HowTo

Write a C program using Multiple Files

Prof. Bartenstein

Overview

Why Use Multiple Files for a C Program?

When writing C programs for academic assignments or simple tasks, we often put all of our C code for the program in a single file. We know how to put multiple functions in a single file, and for simple programs, a single file is not only sufficient, but also the simplest solution.

As programs get more complicated and need more code, it can often be useful to split up the code into multiple files just to make it easier to manage. Splitting up code can also be be required for code re-use. If the same code can be used in multiple programs, it makes sense to put the reusable code in it's own file and keep the non-reusable program specific code in different files.

This web page gives more information on how to design, create, and build multi-file C programs.

Design Considerations for Multi-File Programs

Multiple files are used for two reasons - to organize the code into logical units and to enable re-use of the code. When designing a C program, you must decide whether multiple files would be useful, and whether you can re-use code you have already written, or might re-use code you need to write for this program.

If you are using multiple files, it makes the most sense to collect all the functions that work with a single data construct or concept in a single file. For example, if I write a program to deal with lines on a Cartesian coordinate system, I might put all the code that deals with (x,y) coordinates in a single file. I might put code that handles lines in a separate file. Then I might put the user interface code and a main function in a third file.

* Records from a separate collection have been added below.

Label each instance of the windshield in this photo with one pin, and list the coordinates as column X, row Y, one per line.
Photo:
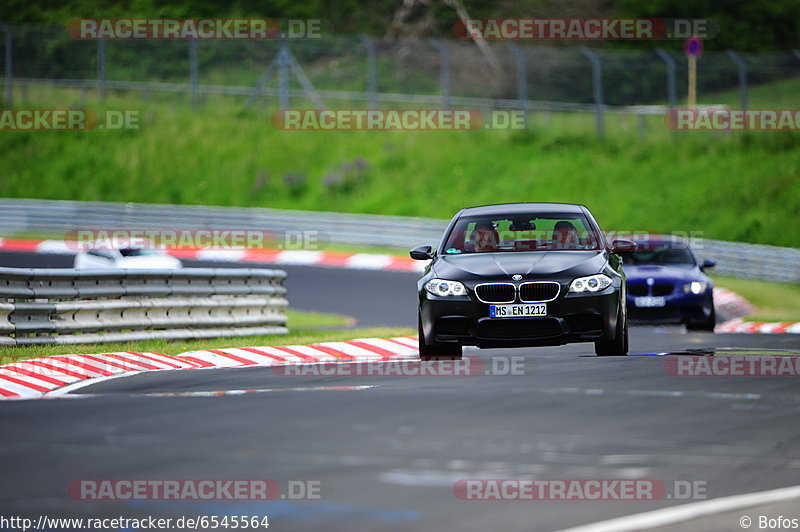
column 666, row 253
column 521, row 232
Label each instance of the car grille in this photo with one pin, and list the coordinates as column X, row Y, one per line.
column 496, row 293
column 531, row 292
column 663, row 289
column 516, row 328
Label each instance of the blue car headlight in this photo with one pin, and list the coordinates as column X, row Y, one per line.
column 592, row 283
column 695, row 287
column 443, row 288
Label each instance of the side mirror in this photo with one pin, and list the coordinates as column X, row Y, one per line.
column 421, row 253
column 623, row 246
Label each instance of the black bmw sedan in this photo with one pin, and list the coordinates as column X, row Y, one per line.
column 520, row 275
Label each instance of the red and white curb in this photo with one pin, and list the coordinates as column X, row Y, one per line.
column 54, row 375
column 292, row 257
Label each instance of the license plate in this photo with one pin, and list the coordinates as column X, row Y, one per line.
column 517, row 311
column 649, row 302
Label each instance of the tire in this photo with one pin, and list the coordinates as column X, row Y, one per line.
column 432, row 350
column 706, row 325
column 619, row 345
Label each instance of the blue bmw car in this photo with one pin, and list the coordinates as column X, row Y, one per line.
column 666, row 283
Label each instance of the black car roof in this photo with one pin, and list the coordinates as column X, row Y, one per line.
column 515, row 208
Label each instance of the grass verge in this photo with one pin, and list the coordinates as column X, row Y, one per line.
column 742, row 186
column 305, row 328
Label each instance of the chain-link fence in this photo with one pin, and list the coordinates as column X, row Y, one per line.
column 367, row 72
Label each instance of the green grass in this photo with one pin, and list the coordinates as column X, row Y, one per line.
column 772, row 301
column 743, row 186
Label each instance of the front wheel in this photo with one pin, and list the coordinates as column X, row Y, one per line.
column 619, row 345
column 433, row 350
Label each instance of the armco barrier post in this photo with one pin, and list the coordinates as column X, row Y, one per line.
column 193, row 71
column 101, row 68
column 9, row 64
column 597, row 84
column 522, row 80
column 671, row 94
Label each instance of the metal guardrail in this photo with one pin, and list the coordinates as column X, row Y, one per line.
column 749, row 261
column 353, row 96
column 67, row 306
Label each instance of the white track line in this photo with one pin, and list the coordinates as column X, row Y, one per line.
column 686, row 512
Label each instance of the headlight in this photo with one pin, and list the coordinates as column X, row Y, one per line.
column 695, row 287
column 441, row 288
column 593, row 283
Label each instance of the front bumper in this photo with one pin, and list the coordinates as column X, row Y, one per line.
column 570, row 318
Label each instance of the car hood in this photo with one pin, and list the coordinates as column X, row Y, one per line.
column 528, row 264
column 665, row 272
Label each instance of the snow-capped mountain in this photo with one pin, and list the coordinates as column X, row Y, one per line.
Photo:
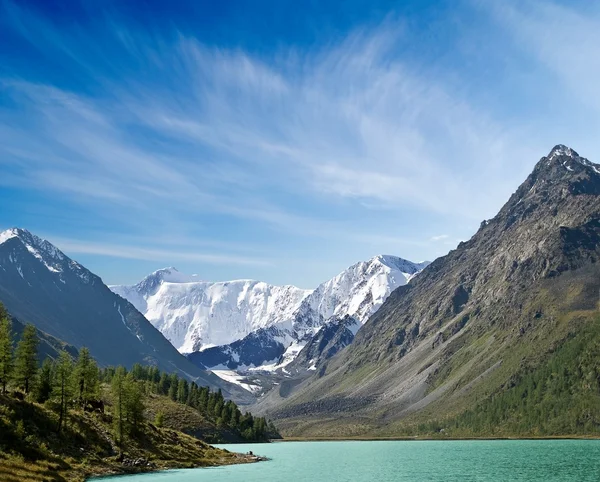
column 195, row 315
column 39, row 284
column 251, row 323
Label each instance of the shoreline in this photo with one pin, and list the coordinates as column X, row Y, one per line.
column 132, row 470
column 440, row 439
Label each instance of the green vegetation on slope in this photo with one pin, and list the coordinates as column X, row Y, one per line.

Why have both a Header and a Code File?

It would be possible to collect all the code together by using:


	#include "line.c"
	#include "coordinate.c"

in the main file so that it would appear to the compiler as if all the code were in a single file. This is very seldom done for several reasons:

Global variables no longer apply to just the main file, but all of the included files as well.
The code cannot be "right side up" because the functions need to be declared before they are used but, in order to be right side up, the functions should not be defined before they are used. If you include line.c, then you must include both the declaration and definition of the code in the same place.
The compiler gets a very big file to compile, which could make the compiler very slow.
And so on.

The accepted alternative is not to include all of the code. Instead, divide the code pertaining to a subset of the program into two files: a code file and a "header" file. For example, I might put the function definitions, data structures, and global variables into the code file like coordinate.c. I can then put all of the information required to invoke the functions, such as the function declarations, in the header file: coordinate.h.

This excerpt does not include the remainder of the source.